WINNER OF THE 2012 GERMAN BOOK TRADE PEACE PRIZE
In June 1989, news of the Tiananmen Square protests and its bloody resolution reverberated throughout the world. A young poet named Liao Yiwu, who had until then led an apolitical bohemian existence, found his voice in that moment. Like the solitary man who stood firmly in front of a line of tanks, Liao proclaimed his outrage—and his words would be his weapon.
For a Song and a Hundred Songs captures the four brutal years Liao spent in jail for writing the incendiary poem “Massacre.” Through the power and beauty of his prose, he reveals the bleak reality of crowded Chinese prisons—the harassment from guards and fellow prisoners, the torture, the conflicts among human beings in close confinement, and the boredom of everyday life. But even in his darkest hours, Liao manages to unearth the fundamental humanity in his cell mates: he writes of how they listen with rapt attention to each other’s stories of criminal endeavors gone wrong and of how one night, ravenous with hunger, they dream up an “imaginary feast,” with each inmate trying to one-up the next by describing a more elaborate dish.
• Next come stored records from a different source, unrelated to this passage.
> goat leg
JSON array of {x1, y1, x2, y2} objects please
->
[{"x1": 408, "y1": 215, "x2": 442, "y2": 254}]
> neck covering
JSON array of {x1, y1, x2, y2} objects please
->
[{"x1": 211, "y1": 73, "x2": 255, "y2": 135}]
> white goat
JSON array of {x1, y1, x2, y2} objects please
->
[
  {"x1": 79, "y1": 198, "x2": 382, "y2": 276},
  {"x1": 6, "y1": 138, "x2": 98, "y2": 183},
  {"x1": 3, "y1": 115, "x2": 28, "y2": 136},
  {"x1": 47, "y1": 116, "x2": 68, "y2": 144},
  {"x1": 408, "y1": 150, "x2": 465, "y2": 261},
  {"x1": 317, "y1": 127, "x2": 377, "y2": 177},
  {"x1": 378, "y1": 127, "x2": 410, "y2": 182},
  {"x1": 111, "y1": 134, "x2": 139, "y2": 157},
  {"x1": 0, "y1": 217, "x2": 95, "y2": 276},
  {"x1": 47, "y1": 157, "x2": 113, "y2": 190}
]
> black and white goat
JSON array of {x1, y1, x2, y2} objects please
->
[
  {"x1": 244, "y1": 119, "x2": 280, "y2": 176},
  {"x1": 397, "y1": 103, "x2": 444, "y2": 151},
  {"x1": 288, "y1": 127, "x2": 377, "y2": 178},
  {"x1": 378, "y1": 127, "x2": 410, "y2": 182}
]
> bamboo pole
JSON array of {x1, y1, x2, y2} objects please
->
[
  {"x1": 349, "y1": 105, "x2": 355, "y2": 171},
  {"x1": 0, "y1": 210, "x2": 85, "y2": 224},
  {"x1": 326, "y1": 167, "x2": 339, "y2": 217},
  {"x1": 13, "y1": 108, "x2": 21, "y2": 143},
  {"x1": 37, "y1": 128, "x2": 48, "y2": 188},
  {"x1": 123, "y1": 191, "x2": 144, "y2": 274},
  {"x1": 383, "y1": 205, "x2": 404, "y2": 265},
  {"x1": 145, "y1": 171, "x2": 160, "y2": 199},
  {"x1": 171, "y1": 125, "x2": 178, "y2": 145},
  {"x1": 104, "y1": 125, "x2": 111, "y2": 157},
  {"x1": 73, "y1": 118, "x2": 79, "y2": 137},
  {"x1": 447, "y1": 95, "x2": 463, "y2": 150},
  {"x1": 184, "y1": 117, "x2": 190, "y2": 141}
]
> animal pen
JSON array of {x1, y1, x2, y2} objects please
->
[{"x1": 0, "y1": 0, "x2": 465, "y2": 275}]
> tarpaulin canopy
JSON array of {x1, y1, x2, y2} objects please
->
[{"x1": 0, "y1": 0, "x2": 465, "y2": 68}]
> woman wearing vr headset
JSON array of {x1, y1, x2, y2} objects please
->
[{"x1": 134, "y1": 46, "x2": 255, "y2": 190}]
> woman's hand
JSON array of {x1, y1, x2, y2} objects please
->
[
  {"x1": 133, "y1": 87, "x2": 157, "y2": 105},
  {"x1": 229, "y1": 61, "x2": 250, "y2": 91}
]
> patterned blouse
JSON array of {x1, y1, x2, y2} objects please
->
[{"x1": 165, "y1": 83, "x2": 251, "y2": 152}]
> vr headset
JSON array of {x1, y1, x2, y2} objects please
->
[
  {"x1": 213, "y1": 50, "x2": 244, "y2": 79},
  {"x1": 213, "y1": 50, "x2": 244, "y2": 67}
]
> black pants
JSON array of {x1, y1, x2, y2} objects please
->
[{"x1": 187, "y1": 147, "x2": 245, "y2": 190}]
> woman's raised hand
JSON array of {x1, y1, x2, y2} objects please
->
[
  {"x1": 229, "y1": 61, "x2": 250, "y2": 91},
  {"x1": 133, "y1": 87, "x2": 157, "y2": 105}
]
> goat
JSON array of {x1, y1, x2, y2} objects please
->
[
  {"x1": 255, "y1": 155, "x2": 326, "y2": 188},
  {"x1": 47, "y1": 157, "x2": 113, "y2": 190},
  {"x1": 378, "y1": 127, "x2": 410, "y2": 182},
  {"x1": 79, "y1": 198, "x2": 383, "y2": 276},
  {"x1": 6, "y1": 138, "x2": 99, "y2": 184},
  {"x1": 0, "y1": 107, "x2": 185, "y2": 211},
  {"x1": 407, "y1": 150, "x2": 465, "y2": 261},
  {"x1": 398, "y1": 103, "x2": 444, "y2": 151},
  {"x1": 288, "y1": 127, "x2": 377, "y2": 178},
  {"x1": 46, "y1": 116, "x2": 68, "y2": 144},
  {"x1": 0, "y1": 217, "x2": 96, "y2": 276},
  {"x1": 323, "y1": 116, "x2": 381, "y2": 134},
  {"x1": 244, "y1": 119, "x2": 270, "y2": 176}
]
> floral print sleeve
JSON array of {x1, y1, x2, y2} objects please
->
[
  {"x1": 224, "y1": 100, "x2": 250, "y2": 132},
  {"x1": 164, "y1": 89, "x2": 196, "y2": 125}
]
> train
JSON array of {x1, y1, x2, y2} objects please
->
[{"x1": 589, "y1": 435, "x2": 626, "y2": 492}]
In this important book, Liao presents a stark and devastating portrait of a nation in flux, exposing a side of China that outsiders rarely get to see. In the wake of 2011’s Arab Spring, the world has witnessed for a second time China’s crackdown on those citizens who would speak their mind, like artist Ai Weiwei and legal activist Chen Guangcheng. Liao stands squarely among them and gives voice to not only his own story, but to the stories of those individuals who can no longer speak for themselves. For a Song and a Hundred Songs bears witness to history and will forever change the way you view the rising superpower of China.
About the author:
Liao Yiwu (Chinese: 廖亦武; also known as Lao Wei) (born 1958 in Sichuan), is a Chinese author, reporter, musician, and poet. He is a critic of China's Communist regime, for which he has been imprisoned. His books, several of which are collections of interviews with ordinary people from the lower rungs of Chinese society, were published in Taiwan and Hong Kong but are banned in mainland China; some have been translated into English, French, German and Polish.